The state of New York has become the first jurisdiction to pass new guns laws in the wake of the December 14, 2012 mass shooting at the Sandy Hook Elementary School in Newtown, Connecticut. The new legislation is being touted as the toughest gun law anywhere in the United States. On January 15, 2013, the second day the new legislature sat, the State Assembly approved the new law by a vote of 104-43. The day before, the bill passed the State Senate 43-18.
Within an hour of the vote in the State Assembly, Gov. Andrew Cuomo signed the legislation into law.
Assault Weapon Ban: Summary of New York’s Gun Law
The law is known as the NY Secure Ammunition and Firearms Enforcement (SAFE) Act of 2013. Under the Act, the definition of an assault weapon has been changed.
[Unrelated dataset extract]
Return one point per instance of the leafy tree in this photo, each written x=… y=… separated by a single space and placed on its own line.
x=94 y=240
- Firearms with any features such as a pistol grip, a detachable magazine, a bayonet lug and a flash suppressor are considered ‘assault weapons.’ Under previous New York law, a firearm needed two of these features to be classified as an assault weapon. Under the SAFE Act, a rifle or handgun with only one feature falls under the definition. Owners of previously legal assault weapons may transfer them to a legitimate gun dealer or sell them out of state.
- All assault weapons must be registered in a police registry and all private sales of firearms must be registered in a state registry. Background checks must be conducted for those who purchase firearms in private sales. These background checks will be provided by licensed dealers who will charge a fee. Background checks will not be required for sales to members of the seller’s immediate family.
- Retailers who sell ammunition must be registered with the state of New York and must conduct background checks of customers who purchase bullets. Retailers must also keep electronic records of ammunition sales.
- All sales of firearms and bullets on the Internet are banned.
Nine days after the Sandy Hook shooting, The Journal News, a Lower Hudson Valley, New York newspaper published a map giving the names and addresses of those who had valid gun permits in two New York counties. The names and addresses were obtained through Freedom of Information requests. The SAFE Act bans the release of information to the public of those who are legally able to own firearms.